Dünya Obezite ve Metabolizma Cerrahisi Derneği (IFSO) kriterlerine göre tüp mide ameliyatı 35 yaşın altındakilere çok gerekmedikçe yapılmamaktadır. Kişide şeker hastalığının olmaması da oldukça önemli bir faktördür. Bu ameliyattan faydalananlar genellikle çok fazla hamur işi, alkol ve yağlı yiyecek tüketip, buna bağlı olarak da çok fazla kilo alan kişilerdir.

Tüp Mide Ameliyatı Hangi Durumlarda Uygulanmaz?

Tüp mide ameliyatı kişinin tüm bağışıklık sistemini etkileyen ciddi bir operasyon olmuş olmasından dolayı öncelikle hastanın genel sağlık öyküsünün çok iyi bir şekilde taranarak değerlendirilmesi gerekmektedir.
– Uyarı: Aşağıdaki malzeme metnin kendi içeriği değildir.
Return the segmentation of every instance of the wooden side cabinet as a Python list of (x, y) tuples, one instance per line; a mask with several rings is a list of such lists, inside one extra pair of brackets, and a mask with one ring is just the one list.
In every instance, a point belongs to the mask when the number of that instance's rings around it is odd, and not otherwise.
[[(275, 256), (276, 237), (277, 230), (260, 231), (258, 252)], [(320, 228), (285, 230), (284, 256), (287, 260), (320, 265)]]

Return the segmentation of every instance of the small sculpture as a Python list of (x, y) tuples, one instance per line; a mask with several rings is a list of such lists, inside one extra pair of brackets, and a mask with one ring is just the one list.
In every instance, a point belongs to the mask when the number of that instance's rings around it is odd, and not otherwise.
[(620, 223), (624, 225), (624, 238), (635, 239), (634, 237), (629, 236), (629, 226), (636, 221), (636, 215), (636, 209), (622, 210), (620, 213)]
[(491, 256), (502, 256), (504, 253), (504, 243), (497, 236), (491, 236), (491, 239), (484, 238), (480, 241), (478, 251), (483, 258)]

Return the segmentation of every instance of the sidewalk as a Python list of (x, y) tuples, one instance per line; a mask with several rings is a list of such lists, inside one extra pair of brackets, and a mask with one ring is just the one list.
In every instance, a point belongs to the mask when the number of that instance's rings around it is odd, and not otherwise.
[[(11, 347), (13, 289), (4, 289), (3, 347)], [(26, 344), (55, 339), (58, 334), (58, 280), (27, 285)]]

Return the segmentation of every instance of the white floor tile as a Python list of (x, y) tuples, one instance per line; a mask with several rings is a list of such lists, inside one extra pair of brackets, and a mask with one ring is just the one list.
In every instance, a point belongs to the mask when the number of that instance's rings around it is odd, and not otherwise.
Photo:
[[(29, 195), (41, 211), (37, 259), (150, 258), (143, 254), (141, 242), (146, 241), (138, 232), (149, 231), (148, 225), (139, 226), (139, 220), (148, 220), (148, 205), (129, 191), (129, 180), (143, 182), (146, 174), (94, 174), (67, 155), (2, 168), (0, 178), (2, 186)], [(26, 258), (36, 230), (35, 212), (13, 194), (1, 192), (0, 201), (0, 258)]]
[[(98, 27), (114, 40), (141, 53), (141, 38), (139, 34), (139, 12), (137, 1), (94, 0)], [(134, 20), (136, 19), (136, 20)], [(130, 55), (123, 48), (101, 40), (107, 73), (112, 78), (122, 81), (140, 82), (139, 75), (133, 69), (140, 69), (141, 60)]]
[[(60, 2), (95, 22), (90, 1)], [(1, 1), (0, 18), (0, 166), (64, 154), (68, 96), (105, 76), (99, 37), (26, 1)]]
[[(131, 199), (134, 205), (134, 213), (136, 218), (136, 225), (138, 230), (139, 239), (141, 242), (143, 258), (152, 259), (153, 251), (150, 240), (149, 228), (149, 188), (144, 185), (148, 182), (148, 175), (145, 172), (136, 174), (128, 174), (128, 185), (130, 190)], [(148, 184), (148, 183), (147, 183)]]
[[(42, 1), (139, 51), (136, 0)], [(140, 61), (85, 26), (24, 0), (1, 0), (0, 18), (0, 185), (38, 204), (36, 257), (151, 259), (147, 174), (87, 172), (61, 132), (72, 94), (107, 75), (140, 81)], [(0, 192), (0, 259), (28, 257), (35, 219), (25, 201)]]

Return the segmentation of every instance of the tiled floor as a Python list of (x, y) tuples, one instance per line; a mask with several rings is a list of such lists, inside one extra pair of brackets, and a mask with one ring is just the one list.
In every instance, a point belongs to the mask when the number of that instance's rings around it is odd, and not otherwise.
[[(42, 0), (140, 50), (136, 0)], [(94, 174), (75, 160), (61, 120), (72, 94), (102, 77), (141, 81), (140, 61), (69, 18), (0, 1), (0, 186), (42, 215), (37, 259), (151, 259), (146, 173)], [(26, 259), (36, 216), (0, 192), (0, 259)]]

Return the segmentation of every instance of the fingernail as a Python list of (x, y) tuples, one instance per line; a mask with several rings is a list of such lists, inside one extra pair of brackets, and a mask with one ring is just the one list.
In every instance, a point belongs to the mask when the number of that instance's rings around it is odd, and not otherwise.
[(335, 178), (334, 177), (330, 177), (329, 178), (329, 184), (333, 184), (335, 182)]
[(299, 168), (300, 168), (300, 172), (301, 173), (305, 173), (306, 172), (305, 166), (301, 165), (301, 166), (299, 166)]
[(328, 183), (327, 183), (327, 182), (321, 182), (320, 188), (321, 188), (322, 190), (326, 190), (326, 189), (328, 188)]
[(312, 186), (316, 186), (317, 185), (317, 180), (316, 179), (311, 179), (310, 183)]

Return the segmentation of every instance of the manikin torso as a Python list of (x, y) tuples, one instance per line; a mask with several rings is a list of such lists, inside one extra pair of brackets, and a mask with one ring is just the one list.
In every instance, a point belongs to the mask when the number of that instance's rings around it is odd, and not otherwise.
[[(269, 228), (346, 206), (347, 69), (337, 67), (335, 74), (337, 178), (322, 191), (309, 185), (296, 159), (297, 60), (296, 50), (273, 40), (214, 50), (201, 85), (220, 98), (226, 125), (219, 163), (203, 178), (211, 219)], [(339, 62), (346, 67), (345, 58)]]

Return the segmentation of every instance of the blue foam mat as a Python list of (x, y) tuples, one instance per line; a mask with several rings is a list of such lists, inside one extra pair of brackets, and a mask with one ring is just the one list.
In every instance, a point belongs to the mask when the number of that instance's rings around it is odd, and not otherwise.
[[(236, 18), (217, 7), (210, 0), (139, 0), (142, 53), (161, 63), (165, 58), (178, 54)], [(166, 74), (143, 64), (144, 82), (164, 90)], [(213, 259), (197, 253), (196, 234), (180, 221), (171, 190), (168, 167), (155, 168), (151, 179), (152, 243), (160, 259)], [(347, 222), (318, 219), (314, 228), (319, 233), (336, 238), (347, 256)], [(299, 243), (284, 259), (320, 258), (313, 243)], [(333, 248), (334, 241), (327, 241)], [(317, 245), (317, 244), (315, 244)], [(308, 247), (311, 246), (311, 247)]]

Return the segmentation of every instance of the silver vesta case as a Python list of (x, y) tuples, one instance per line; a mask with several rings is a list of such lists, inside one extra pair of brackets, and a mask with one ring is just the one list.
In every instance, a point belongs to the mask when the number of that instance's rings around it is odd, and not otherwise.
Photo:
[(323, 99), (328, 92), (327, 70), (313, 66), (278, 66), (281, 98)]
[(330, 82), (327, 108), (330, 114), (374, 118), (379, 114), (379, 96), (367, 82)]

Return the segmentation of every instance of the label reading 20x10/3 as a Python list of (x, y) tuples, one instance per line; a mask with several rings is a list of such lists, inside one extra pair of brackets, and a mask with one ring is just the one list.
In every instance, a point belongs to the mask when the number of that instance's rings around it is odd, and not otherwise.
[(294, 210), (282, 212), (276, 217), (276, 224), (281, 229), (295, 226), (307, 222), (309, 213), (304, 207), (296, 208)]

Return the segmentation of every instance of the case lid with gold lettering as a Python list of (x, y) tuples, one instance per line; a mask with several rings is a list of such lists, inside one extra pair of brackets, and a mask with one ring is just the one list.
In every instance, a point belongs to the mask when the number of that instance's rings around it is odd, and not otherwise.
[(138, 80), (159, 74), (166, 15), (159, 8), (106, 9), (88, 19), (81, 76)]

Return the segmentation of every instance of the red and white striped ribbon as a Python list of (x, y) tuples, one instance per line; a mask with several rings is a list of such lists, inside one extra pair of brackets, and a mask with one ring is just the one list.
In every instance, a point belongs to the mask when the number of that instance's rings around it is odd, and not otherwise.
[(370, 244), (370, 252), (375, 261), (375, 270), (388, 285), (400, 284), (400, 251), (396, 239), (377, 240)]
Tüp mide ameliyatının uygun olmayacağı hastalar;

  • Psikolojik sorunlar ve akli dengesinin yerinde olmaması,
  • İlaç ya da zararlı madde bağımlılıklarının bulunması,
  • Anestezi uygulamasının büyük risk faktörü oluşturması,
  • Hastanın gerçekçi bir bakış açısına sahip olmaması,
  • Hastanın ameliyat sonrasında fiziksel ve psikolojik destekten yoksun olması ve hastanın blumia gibi yeme bozukluklarının kontrol edilememesi şeklinde sıralanmaktadır.

Tüp Mide Ameliyatının Avantajları Nelerdir?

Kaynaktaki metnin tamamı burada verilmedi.